Film  As I sat down to write this, or rather endured in the several hours worth of writer's block which happened while I was cogitating on how to write this, I remembered that my first encounter with Andrei Tarkovsky was not as I'd assumed whilst flicking through the course booklet for the Falstaff & Gandalf Go To The Movies module of the MA Screen Studies course I attended at Manchester University but my third year housemate Ed while I was an undergraduate when he mentioned to me one evening while I was preparing dinner that he'd watched this film called Solaris that afternoon, which was one of his favourite films and was a bit like the Russian 2001: A Space Odyssey.

There are plenty of reasons why I mustn't have taken him up on his suggestion.  Since this was the third year I would have been knee deep in my dissertation and various other essays and although I'd gulped many of my first breaths of international cinema in the first couple of years (see later) (probably this time next year at this rate) the idea of sitting down to watching a three hour Soviet space film would have been last the last thing on my mind.  Plus unlike the second year when I didn't really like being in the same house as my housemates so spent a lot of time in the library watching videos, in the third year I rather liked them a lot.  Plus I was just round the corner from the Hyde Park (see last week) so there wasn't much need for the VHS format which Solaris would have been on.

Since I do have writer's block:



Andrei Tarkovsky, Solaris and Stalker: The making of two inner-space odysseys
"Adding a frisson of autobiography, Tarkovsky initially planned to cast his ex-wife Irma Rausch as Hari. He then changed his mind, signing Swedish star Bibi Andersson, former collaborator of his directing idol Ingmar Bergman. But finally he settled on Natalya Bondarchuk, the beautiful Russian actor who had introduced him to Lem’s novel. Hari’s death scenes gained extra resonance in 2010 when Bondarchuk revealed she had an affair with Tarkovsky during the shoot, and attempted to kill herself after they split in 1972."



Auteur in Space:
"A new visual essay getting to the heart of Andrei Tarkovsky’s philosophical sci-fi masterpiece, Solaris (1972)."



One Scene: Solaris
"The first time I saw Solaris was on VHS in the mid-nineties. Even though the film affected me profoundly, I never watched it again until now. The richness of the images, the vividness of the mood, and the depth of the themes are so intense, they have simmered and lived in my mind for more than fifteen years just from that one viewing. Seeing it again, going from VHS to this new restoration, is truly a revelation. It's like owning a pristine 35 mm print."

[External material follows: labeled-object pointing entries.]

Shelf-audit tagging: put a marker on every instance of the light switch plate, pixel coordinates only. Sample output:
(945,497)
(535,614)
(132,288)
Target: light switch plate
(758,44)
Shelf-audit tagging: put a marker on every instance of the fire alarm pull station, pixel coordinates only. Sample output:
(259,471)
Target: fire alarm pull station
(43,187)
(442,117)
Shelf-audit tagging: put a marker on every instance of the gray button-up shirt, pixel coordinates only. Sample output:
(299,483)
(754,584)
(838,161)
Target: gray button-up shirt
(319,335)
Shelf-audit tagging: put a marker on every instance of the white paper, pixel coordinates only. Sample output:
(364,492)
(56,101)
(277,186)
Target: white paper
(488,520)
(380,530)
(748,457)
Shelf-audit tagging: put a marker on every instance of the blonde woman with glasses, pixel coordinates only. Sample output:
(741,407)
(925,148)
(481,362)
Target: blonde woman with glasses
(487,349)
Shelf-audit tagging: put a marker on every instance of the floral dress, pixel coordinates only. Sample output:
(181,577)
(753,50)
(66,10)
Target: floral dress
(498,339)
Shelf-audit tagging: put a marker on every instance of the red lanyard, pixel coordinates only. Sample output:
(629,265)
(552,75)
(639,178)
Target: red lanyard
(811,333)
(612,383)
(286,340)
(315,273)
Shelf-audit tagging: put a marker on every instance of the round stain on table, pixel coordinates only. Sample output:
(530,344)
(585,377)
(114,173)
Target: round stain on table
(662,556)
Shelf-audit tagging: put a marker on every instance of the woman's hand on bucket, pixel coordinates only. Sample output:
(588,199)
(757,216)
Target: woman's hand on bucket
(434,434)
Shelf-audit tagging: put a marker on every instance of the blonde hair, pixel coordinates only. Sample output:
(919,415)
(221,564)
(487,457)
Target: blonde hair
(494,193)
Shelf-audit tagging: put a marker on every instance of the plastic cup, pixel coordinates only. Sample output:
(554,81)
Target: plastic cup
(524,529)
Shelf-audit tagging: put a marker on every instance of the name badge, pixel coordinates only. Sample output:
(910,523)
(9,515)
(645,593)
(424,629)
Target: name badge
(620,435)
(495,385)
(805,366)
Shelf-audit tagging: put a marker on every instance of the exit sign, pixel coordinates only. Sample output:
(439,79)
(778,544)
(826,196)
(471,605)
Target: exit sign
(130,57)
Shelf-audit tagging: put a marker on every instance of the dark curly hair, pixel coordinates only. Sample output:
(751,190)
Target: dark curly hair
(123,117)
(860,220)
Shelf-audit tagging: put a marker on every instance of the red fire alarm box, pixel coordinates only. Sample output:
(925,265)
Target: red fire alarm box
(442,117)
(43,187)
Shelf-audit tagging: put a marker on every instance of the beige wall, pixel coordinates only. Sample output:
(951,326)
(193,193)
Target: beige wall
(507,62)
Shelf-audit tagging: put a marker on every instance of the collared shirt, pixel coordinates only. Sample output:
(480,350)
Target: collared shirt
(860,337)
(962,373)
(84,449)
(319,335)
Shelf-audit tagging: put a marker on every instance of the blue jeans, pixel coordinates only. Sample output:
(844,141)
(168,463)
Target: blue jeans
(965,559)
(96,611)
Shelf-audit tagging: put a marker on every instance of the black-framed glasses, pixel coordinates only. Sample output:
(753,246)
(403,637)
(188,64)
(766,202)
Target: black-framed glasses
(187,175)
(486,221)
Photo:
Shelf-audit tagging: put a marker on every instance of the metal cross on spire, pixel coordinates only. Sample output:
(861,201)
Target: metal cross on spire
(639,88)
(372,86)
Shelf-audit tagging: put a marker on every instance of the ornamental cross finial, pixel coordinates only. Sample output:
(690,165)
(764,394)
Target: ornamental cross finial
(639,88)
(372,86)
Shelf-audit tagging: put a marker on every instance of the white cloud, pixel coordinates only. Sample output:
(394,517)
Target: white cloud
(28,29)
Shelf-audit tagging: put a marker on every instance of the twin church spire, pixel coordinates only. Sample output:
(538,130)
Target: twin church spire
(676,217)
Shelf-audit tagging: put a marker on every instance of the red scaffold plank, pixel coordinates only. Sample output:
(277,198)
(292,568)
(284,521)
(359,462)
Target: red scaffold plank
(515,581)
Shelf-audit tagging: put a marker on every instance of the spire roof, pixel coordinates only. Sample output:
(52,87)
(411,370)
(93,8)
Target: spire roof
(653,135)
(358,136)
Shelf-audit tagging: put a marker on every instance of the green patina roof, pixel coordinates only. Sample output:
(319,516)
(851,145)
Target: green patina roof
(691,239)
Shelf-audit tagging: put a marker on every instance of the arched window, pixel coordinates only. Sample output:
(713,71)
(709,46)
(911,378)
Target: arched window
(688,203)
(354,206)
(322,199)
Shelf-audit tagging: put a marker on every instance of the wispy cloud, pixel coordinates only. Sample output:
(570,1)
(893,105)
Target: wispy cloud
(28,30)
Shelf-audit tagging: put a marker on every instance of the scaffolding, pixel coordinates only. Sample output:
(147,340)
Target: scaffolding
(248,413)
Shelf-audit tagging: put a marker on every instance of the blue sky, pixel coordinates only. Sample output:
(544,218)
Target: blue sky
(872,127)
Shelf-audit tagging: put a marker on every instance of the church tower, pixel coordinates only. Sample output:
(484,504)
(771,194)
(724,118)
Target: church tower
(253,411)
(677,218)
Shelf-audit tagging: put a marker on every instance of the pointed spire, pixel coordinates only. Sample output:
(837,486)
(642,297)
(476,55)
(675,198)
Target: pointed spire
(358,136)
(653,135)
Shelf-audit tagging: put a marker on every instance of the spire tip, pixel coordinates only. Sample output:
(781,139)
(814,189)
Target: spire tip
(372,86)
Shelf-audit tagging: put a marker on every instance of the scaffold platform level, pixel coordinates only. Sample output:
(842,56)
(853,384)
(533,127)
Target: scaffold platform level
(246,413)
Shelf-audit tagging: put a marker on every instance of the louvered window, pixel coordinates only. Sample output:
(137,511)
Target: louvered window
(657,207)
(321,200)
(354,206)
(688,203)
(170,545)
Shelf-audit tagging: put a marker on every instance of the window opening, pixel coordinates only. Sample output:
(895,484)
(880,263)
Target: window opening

In the Tarkovsky film "Solaris" what is the deal with the overly long highway scene through Tokyo?
"Do we "dream" when we get up in the mornings, only to return to the real world when we close our eyes and sleep at night, perhaps? Are our memories, residing within our minds and more directly personal and pure to us than incoming "new" interactions, more real than the world around us that we also experience strictly through interpretations of thing within our own minds? Can we perhaps be free to choose between the two, and what does the answer (be it yes or no) say about the human condition?"



Will Self and Mike Hodges on Solaris:
"Will Self and director Mike Hodges discuss Andrei Tarkovsky's film Solaris, based on Stanisław Lem novel."



Again, with 20% more existential grief.
"Steven Soderbergh: Well, I guess memory was an issue that I dealt with a couple of times before and this seemed to be a very interesting way of talking about memory - having a character that was a physical manifestation of someone's memory seemed like a very intriguing idea to me. And I wasn't at all of a mind that the Tarkovsky film could be improved upon; I thought there was a very different interpretation to be had. The analogy that I use was that the Lem book, which was full of so many ideas that you could probably make a handful of films from it, was the seed, and that Tarkovsky generated a sequoia and we were sort of trying to make a little bonsai. And that was really what we were doing - I took a very specific aspect of the book and tried to expand Rheya's character and bring her up to the level of Kelvin."